Financial Liberalization: The Key Issues.

In recent years financial policies in both industrial and developing countries have put increased emphasis on the market mechanism. Liberalization was partly a response to developments in the financial markets themselves: as these markets innovated to get round the restrictions placed on them, governments chose to throw in the towel. More important, however, governments embraced liberalization as a doctrine.

In developing countries, the main impulse behind liberalization has been the belief, based on the notion that interventionist financial policies were one of the main causes of the crisis of the 1980s, that liberalization would help to restore growth and stability by raising savings and improving overall economic efficiency; greater reliance on domestic savings was necessary in view of increased external financial stringency. However, these expectations have not generally been realized. In many developing countries, instead of lifting the level of domestic savings and investment, financial liberalization has, rather, increased financial instability. Financial activity has increased and financial deepening occurred, but without benefiting industry and commerce.

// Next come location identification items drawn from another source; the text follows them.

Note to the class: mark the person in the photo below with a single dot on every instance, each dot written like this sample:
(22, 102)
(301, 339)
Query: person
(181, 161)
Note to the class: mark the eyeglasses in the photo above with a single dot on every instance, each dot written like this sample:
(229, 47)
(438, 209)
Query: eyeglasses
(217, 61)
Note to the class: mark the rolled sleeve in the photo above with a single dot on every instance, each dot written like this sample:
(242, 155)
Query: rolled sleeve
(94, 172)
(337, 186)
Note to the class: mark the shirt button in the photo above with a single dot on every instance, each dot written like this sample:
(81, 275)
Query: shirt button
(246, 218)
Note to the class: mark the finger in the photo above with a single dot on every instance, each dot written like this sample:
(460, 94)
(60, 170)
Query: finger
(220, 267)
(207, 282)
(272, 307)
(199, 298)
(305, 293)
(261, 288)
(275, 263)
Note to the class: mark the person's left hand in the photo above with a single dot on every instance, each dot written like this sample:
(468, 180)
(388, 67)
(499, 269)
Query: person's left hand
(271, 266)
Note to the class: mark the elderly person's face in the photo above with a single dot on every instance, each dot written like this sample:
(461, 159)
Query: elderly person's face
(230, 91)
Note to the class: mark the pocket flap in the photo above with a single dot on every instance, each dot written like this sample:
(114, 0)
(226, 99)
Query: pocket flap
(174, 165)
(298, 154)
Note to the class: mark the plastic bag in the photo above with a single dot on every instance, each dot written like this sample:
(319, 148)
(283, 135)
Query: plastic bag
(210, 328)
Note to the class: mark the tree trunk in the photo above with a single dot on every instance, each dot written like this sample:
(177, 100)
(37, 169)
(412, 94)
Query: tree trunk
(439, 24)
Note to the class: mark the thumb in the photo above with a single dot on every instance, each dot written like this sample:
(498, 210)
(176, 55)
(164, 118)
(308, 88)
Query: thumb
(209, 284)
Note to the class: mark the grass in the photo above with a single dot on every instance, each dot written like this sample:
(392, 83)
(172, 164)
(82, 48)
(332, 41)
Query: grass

In many industrial countries the financial excesses of the 1980s account for much of the sharp slowdown of economic activity in the 1990s. Financial deregulation eased access to finance and allowed financial institutions to take greater risks. The private sector accumulated large amounts of debt at very high interest rates on the expectation that economic expansion would continue to raise debt servicing capacity while asset price inflation would compensate for high interest rates. Thus, when the cyclical downturn came, borrowers and lenders found themselves overcommitted: debtors tried to sell assets and cut down activity in order to retire debt, and banks cut lending to restore balance sheets. Thus, the asset price inflation was replaced by debt deflation and credit crunch.

The recent experience with financial liberalization in both industrial and developing countries holds a number of useful lessons. This paper draws on this experience to discuss some crucial issues in financial reform in developing countries. The focus is on how to improve the contribution of finance to growth and industrialization; developing the financial sector and promoting financial activity is not synonymous with economic development.